The classic alternative, of course, are manual workarounds, where data is entered and re-entered in order to share data between, say, an estimating app and a finance app. People pick up an app that makes their job easier, but they often pay the price through repetitive data entry tasks.

Viewpoint and other construction software vendors offer cloud-based integrated software suites that circumvent this problem. “Our solutions are built with integration in mind and talk to each other through the workflows,” Larsen says. “A superintendent can capture T&M and progress in the field and have the data go to the back-office system, because it was built with integration in mind. Because the solutions are already integrated, standardization is not an issue for us.”

Integrated suites are not without trade-offs. As Larsen points out, software vendors need to strike a balance between flexibility, which allows the suite to accommodate a wide variety of business practices, and ease of use.

Viewpoint is using artificial intelligence tools from Microsoft Azure to help bridge this gap. “With machine learning, the software can learn the habits of users, and then help out,” Larsen says. “Auto completion of forms for field applications will help people who don’t have time to use the software, for example.”

However, ease of use is no guarantee of adoption. “People are used to building in a certain way,” Dobrowolska says, “and they say ‘I’ve been doing this for 35 years and I’m making you money. Why should I change?’”
While IT departments are struggling with integration challenges and users in the field are fuming about the forms they have to fill out, construction companies are amassing large stores of big data in diverse formats – much of it unstructured – from sources that include photos, video, sensor data, drawings, hand-written notes, field notes and client data.

Instead of trying to integrate their big data, larger firms are storing it in data lakes – repositories that include structured and unstructured data in their native formats.
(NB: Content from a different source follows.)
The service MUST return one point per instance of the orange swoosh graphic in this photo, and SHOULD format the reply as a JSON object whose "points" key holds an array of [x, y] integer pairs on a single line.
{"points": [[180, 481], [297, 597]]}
The companies then apply powerful analytics tools to extract actionable information from these diverse data sets.

The practice opens the door to a new era of data use. “I think one thing that’s really going to come to the forefront is computer vision along with machine learning,” Dobrowolska says. “So you’ll have cameras all over your site, and you’ll know who’s in and out, how fast your buildings are going up, and the productivity rate. That can really help you estimate your next building.”

“Data will be the next game changer,” Larsen says, “the next mobility in construction. It will change how folks do projects and look at their business beyond just a single project. These are exciting times for vendors like us and the construction companies that are out there doing work.”

 


Jacob Stoller is principal of StollerStrategies.